マスタングが伸ばし掛けた手をとめて、呆気に取られる。
「〜〜〜ッ」
またお湯の流出す音に、マスタングは顔をしかめて拳をググッと握ってふ、と笑った。
なんだ、このまぬけな状態は。
イライラしながら素早く袖と裾を元に戻し、シャンプーを勢いよく扉の前にドン、と置いた。
「…まったく、大人をからかうんじゃない…っ」
* * *
「……」
バスタブで、機械鎧の手足を湯から上げた状態でつかりながらエドワードは去って行くマスタングの影を横目で見ていた。
「…ん―…」
天井を仰いでうなり、両手で顔の湯を拭う。
自分でからかってみたものの、マスタングが袖をまくり出した時はかなり焦った。
まぁ、言ったら色んなクリームやら何やらまた塗りたくって楽しまれるのがオチ、とわかっていたのだが。
「……」
なんでだろう。
エドワードは、今日の自分の行動の中心にある気持ちが自分で捉え切れずにいた。
「……」
アルフォンスと待ち合わせた場所が悪かったのか、待ちぼうけをくらって宿に連絡をしてアルフォンスからの電話があったと告げられ、安否の確認が取れたとたん、雨がものすごい勢いで降って来た。
何かしたかよ、と叫びたいくらいの土砂降りで、エドワードは電話口で思わず近くのマスタングの家に避難するから、と伝言してしまった。
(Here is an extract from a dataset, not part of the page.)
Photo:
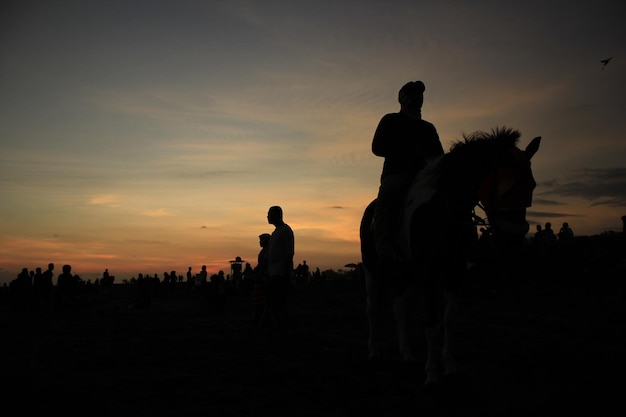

ドアを開けた時のマスタングの顔は、鳩に豆鉄砲くらいに驚いていた。
だから、込み上げて来る気恥ずかしさに顔が赤くなり帰ろうとして、襟首を掴まれてしまった。
「…んん―…」
その時すでに、掴まれたコートと同じくらいに心臓が高く鳴った。
あっという間にバスルームに押し込まれてしまったから、あとはイロイロ口実を付けて呼んでみていた。
それだって。
何でそんな事をするのか自分でもわからない。
バスルームを覗くマスタングの表情は特に普段と変わらなかった。
曲がりなりにも恋人がシャワーを浴びているというのに、眉一つ動かさないで子どもの世話でもしているようだった。
だから、まぁつい、からかったというか、カマを掛けたというか。
それでもマスタングは仕方ないな、という表情なだけで、喜ぶとかはない。
「…んだよ、いつもはエロおやじなくせしてな」
湯の中にブクブク、と深く浸かりながらエドワードは口を尖らせた。